The balcony represents a certain social class, together with the power and influence that members of that class enjoy. It is also a symbol of the security and comfort in which they live. The barricade, on the other hand, suggests conflict. The barricade divides one group of people who live a separate existence, enjoy specific interests and want to maintain the existing social order from another group of people who want to change this social order.
Consider the scene in Taipei on Oct. 10, Double Ten National Day. On the one hand, there were the VIPs in their neatly pressed suits and glamorous dresses, securely seated in their balcony boxes. On the other, there were the crowds of protesters wearing headbands, holding banners and placards and shouting slogans over on the other side of barricades that had been erected to keep them out.
This was probably not the kind of National Day celebration that would make most people in Taiwan proud of their country.
While the Chinese Nationalist Party (KMT) is notorious for ignoring public opinion, its members are experts at securing their interests within the existing power structures. The president whose approval rating recently fell as low as 9.2 percent, is also KMT chairman, thus enjoying undisputed leadership over the party.
The KMT’s rigid Leninist structure and the lure of its huge ill-gotten assets are two factors that persuade the great majority of its members — from the members of its Central Standing Committee and legislative caucus at the top, down to party delegates and party workers, to sit comfortably in their allotted balcony seats. They know that that is the way to maintain their vested interests. This is what props up the KMT’s seemingly rock-solid and impregnable ruling machine.
However, because of the KMT’s control structure, in which its members all share common interests and fear the party’s iron discipline, it lacks any forces that might speak out critically and carry out internal reform.
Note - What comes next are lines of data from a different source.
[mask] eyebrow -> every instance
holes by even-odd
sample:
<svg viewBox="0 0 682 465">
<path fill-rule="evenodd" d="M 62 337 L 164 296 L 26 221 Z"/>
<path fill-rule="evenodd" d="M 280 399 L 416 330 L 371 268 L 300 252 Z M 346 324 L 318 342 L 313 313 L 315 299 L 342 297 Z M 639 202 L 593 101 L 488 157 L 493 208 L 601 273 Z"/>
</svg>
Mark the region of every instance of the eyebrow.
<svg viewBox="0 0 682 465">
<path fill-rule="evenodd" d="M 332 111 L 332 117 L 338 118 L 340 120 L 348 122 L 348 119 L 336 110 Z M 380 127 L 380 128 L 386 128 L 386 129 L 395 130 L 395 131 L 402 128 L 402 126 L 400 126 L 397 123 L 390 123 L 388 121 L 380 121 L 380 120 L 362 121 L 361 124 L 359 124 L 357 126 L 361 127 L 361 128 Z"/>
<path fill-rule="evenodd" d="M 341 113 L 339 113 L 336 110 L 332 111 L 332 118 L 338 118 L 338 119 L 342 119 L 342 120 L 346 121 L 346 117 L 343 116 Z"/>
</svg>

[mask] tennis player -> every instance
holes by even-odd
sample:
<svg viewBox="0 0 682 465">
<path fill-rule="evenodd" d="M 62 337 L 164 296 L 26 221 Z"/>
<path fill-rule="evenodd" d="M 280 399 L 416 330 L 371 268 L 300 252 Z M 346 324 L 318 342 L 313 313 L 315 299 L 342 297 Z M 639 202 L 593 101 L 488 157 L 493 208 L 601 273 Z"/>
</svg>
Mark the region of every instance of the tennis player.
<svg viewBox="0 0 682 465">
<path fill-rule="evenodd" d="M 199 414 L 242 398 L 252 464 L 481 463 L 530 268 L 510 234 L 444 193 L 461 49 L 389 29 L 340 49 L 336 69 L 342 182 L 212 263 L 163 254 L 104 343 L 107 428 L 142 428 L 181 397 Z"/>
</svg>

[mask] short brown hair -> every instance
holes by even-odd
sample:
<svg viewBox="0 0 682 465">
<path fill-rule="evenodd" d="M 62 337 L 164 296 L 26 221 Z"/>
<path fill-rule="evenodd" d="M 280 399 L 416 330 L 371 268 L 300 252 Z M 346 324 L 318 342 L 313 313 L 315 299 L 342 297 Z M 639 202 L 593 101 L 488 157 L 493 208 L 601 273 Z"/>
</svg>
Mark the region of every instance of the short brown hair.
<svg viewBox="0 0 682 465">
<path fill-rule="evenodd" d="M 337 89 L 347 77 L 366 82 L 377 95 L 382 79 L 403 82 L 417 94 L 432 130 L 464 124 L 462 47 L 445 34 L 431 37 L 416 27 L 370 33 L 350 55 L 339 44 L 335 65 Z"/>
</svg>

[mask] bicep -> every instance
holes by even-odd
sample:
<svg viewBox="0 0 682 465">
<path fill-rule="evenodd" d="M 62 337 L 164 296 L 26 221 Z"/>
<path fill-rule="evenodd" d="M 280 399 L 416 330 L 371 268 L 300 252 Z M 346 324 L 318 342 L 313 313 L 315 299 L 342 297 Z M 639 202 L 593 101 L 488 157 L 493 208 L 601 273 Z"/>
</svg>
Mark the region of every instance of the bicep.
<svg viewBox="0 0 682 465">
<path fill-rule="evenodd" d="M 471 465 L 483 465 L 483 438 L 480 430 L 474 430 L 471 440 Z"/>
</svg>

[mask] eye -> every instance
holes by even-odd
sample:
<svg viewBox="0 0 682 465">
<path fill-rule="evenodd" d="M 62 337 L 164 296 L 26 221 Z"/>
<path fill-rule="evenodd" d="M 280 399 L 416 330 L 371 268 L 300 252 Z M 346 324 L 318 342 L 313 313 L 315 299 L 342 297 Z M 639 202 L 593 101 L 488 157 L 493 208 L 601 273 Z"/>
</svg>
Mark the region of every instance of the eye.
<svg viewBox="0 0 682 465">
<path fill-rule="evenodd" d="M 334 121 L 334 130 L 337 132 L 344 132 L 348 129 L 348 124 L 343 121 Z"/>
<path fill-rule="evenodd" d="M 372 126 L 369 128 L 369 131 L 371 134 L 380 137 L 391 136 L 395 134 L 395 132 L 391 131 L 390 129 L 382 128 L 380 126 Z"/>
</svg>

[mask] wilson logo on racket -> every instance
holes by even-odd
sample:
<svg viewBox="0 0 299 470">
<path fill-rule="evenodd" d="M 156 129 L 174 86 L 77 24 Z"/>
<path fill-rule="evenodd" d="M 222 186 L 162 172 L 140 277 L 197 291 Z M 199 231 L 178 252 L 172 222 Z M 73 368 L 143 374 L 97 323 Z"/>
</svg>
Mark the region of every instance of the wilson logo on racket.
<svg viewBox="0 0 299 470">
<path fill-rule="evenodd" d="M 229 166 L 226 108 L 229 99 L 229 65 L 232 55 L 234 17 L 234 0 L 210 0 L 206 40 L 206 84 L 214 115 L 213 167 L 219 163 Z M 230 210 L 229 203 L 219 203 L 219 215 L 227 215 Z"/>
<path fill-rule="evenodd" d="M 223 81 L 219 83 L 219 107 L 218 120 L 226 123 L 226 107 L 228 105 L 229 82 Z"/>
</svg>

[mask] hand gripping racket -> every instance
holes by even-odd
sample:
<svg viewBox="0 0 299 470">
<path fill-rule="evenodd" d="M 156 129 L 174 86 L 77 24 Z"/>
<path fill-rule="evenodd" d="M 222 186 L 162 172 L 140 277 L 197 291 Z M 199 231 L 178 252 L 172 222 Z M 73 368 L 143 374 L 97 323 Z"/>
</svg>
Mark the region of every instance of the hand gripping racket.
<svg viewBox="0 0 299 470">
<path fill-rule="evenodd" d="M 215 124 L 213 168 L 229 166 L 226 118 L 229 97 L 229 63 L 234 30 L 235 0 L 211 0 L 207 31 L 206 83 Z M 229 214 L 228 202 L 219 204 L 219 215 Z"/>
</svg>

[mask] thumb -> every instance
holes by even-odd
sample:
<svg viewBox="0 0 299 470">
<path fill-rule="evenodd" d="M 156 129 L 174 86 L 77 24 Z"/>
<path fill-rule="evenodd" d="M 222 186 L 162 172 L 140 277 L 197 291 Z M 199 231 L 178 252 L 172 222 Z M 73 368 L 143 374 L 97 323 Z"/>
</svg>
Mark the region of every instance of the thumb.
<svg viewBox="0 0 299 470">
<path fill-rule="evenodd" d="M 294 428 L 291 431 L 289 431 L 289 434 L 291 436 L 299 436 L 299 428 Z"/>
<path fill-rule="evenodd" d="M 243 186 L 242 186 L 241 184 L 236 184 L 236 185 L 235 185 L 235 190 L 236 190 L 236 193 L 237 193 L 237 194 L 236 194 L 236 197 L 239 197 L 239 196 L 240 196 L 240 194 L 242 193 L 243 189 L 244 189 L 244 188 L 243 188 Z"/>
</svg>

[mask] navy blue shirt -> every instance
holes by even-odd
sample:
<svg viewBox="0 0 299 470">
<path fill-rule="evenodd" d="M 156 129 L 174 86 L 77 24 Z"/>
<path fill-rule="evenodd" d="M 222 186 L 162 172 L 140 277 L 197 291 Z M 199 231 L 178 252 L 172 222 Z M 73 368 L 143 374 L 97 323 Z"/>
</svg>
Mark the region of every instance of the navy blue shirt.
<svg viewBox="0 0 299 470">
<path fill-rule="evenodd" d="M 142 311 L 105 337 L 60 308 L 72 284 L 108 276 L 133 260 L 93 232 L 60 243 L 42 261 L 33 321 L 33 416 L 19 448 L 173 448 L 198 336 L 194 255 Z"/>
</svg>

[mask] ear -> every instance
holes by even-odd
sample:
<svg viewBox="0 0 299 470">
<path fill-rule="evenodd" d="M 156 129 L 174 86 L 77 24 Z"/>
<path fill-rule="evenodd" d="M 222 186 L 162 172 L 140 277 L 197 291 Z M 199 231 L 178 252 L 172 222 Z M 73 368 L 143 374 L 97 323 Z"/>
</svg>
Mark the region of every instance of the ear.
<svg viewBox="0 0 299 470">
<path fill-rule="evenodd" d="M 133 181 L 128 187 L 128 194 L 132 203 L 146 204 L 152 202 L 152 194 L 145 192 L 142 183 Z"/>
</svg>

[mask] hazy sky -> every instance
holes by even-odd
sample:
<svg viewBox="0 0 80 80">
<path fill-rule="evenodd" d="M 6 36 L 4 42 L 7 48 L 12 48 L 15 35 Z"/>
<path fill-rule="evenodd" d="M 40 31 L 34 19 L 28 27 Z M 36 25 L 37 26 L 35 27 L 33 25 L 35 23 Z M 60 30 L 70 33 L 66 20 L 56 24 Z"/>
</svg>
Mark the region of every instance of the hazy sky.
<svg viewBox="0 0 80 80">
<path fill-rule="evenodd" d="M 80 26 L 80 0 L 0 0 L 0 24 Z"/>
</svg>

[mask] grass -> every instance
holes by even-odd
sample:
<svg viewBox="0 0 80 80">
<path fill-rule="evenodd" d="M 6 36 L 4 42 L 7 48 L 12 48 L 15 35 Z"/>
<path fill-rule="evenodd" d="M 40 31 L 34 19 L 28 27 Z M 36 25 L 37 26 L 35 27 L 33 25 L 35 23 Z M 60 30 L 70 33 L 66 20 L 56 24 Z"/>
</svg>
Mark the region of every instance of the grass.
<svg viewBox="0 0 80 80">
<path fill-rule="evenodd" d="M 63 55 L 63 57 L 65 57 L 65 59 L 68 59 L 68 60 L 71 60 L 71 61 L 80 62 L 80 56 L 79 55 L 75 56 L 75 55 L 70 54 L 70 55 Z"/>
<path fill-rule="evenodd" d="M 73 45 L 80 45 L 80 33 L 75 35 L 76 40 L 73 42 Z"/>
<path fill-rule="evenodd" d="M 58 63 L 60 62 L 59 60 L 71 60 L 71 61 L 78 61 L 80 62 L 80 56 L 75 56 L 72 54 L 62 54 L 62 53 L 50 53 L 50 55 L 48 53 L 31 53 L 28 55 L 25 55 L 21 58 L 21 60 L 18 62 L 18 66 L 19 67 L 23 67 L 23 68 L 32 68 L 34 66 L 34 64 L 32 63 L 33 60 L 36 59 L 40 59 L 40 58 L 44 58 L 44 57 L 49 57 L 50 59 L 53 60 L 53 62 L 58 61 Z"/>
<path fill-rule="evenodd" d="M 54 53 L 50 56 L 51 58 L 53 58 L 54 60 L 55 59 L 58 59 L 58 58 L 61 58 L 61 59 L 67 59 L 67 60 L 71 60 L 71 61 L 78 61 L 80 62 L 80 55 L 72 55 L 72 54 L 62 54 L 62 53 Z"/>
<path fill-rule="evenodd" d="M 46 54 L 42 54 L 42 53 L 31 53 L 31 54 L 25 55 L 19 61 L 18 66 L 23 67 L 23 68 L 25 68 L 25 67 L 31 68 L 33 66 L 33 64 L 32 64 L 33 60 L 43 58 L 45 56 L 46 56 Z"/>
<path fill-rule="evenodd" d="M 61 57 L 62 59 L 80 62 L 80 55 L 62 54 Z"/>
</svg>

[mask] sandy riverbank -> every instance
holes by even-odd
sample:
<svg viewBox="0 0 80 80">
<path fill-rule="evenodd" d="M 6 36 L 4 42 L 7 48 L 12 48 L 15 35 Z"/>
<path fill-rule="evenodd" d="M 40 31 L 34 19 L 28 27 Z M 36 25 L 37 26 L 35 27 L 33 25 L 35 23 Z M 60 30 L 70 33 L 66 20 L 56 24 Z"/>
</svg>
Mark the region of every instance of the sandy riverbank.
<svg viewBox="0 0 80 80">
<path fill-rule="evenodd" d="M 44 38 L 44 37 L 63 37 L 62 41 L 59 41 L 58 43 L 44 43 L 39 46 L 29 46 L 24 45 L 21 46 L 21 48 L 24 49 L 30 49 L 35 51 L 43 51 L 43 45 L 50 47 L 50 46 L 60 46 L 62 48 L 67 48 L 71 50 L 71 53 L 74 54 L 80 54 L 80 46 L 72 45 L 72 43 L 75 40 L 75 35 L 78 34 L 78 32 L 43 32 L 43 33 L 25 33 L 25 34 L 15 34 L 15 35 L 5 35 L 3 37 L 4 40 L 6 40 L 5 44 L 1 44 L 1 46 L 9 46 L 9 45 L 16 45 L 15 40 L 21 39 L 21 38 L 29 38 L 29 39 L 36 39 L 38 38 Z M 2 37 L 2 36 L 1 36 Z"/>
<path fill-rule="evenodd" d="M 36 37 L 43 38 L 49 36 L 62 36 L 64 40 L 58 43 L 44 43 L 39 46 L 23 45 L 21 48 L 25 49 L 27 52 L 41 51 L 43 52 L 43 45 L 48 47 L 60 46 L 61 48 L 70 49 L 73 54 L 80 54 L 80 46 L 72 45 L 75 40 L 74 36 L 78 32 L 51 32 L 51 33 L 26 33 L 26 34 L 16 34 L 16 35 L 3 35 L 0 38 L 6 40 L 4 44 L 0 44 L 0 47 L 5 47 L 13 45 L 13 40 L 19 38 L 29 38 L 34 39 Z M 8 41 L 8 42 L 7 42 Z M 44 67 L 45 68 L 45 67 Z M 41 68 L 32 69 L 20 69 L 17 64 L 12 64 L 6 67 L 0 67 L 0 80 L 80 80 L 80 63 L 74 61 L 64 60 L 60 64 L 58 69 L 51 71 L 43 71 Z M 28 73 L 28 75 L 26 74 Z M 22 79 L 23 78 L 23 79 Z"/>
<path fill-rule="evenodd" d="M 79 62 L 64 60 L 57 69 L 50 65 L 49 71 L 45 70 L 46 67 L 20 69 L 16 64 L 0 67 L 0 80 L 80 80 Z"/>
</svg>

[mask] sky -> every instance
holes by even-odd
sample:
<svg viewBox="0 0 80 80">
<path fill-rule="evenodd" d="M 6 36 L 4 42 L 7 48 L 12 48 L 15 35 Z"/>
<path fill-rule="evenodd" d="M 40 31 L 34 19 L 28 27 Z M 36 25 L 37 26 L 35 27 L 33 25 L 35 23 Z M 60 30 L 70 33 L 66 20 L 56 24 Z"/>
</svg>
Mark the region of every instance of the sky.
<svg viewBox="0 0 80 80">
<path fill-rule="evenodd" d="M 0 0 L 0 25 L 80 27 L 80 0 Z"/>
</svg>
This flaw means that the party’s destiny must be to drift further and further away from public opinion.
That is why, starting from the visit of China’s Association for Relations Across the Taiwan Strait Chairman Chen Yunlin (陳雲林) to Taiwan in 2008, the KMT regime found that the only way to keep feeling good about the way it was running the country was to keep the crowds of protesters well away, outside razor-wire barricades.
This theme has been taken even further this year with the advent of the “October siege” in response to naked political struggle, to the extent that the KMT has had to exclude the protesting masses even more thoroughly by delaying its national congress and finding a new venue that it hopes will allow delegates to sit securely in their balcony seats, without being disturbed by the crowds beyond the barricades.
What is certain is that, as the Ma regime becomes increasingly inclined to sit safely inside a circle of barricades, the people outside those barricades will have to resort to shouting through megaphones and throwing shoes to reach across the fence and communicate with the rulers in their balcony seats. Other channels of communication that would normally be available in a civil society will no longer be an option. This change for the worse may be what eventually defines Ma’s place in history.
Chi Chun-chieh is a professor in the Department of Ethnic Relations and Cultures at National Dong Hwa University.